Wednesday, March 2, 2011

..hollow and deceitful philosophies..

..as the student of the Word that I am I need to get to the bottom of thoughts and find the "black and white" that the Lord has given me whenever I think He is saying something to me..
my JOG "homework" for this week was to look up some verses that speak about me being complete in Christ, so that I could counter the lie I am believing and replace it with the TRUTH.
I am then going to memorize some of those so that when the old deceitful thoughts want to creep up I can take them captive to the obedience of Christ and filter them through this beautiful verse the Lord has given us:  Finally, brothers, whatever is true, whatever is noble, whatever is right, whatever is pure, whatever is lovely, whatever is admirable—if anything is excellent or praiseworthy—think about such things.....( Phil 4:8 )
so, if my thoughts don't fit with this verse, I am going to have a truth tucked away in my mind to think about... something that just by nature, it being the Word of God is all those things Phil 4:8 talks about...


.. so here we go... this is the passage I will memorize..


Colossians 2

I want you to know how much I am struggling for you and for those at Laodicea, and for all who have not met me personally. My purpose is that they may be encouraged in heart and united in love, so that they may have the full riches of complete understanding, in order that they may know the mystery of God, namely, Christ, in whom are hidden all the treasures of wisdom and knowledge. I tell you this so that no one may deceive you by fine-sounding arguments. For though I am absent from you in body, I am present with you in spirit and delight to see how orderly you are and how firm your faith in Christ is.

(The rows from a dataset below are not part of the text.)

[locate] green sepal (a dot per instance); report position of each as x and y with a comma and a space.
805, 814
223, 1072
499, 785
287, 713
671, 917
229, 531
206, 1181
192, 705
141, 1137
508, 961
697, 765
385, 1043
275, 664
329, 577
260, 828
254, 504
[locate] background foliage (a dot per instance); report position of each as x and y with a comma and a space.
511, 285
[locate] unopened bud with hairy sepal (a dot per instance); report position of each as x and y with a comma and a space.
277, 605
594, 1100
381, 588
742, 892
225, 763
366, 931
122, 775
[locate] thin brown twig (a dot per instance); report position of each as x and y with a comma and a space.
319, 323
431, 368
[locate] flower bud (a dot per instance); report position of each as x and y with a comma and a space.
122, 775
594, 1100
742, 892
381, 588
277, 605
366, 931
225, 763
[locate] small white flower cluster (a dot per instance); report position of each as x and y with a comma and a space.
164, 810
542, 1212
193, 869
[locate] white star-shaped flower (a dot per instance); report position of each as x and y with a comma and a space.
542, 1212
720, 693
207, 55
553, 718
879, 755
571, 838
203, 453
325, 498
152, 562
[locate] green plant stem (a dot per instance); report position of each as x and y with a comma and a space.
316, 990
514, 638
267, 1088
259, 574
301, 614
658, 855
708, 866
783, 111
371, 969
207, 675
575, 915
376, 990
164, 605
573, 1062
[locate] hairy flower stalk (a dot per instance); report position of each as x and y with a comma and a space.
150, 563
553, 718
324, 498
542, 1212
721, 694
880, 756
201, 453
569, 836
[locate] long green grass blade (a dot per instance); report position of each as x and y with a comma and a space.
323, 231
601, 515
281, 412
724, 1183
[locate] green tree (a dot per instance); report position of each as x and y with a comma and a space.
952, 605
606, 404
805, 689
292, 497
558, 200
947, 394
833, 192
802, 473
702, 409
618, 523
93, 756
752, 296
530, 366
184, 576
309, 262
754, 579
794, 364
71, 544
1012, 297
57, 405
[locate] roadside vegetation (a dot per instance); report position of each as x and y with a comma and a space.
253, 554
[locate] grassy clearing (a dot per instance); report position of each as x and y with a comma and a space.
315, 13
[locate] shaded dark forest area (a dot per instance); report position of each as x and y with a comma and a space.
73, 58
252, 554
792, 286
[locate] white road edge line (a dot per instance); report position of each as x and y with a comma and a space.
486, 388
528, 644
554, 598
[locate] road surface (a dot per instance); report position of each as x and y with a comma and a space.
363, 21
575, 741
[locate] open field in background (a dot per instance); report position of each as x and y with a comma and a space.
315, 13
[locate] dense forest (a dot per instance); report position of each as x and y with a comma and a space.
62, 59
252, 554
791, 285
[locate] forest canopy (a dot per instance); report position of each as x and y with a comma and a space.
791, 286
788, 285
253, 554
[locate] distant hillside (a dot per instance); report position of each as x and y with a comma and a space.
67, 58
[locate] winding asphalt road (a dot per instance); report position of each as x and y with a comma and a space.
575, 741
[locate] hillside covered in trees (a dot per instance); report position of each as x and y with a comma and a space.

So then, just as you received Christ Jesus as Lord, continue to live in him, rooted and built up in him, strengthened in the faith as you were taught, and overflowing with thankfulness. See to it that no one takes you captive through hollow and deceptive philosophy, which depends on human tradition and the basic principles of this world rather than on Christ.
For in Christ all the fullness of the Deity lives in bodily form, and you have been given fullness in Christ, who is the head over every power and authority. ( Colossians 2:1-10)

As I have been reading through this, something else hit me.. it is interesting how it speaks about that we have to make sure no one takes us captive through "hollow and deceptive philosophy".... I was watching a show that my daughters are watching and had taped last night and even as I was watching I realized how it was all about finding all we need in that one romantic relationship... 3 couples were getting together in this one episode, all teenagers and as a mother of a teenager I was saddened how they were all falling for some empty promises, and at the same time I realized what it was doing to me... I all of a sudden felt the need to experience the exhilarating feeling of that first kiss.... just after I had made up my mind that this was not what I wanted to focus on. I turned off the tv ... took these thoughts captive and rather read through yesterday's blog again.... so in this passage, no surprise, God has a lot more for me than just confirming that my fullness, my completeness is found in Him alone, it also educates and guides me even further..

He is and gives me all I need and that is a fact. proven to me over and over again. Oh what a merciful and patient Father I have... I love Him with all my heart.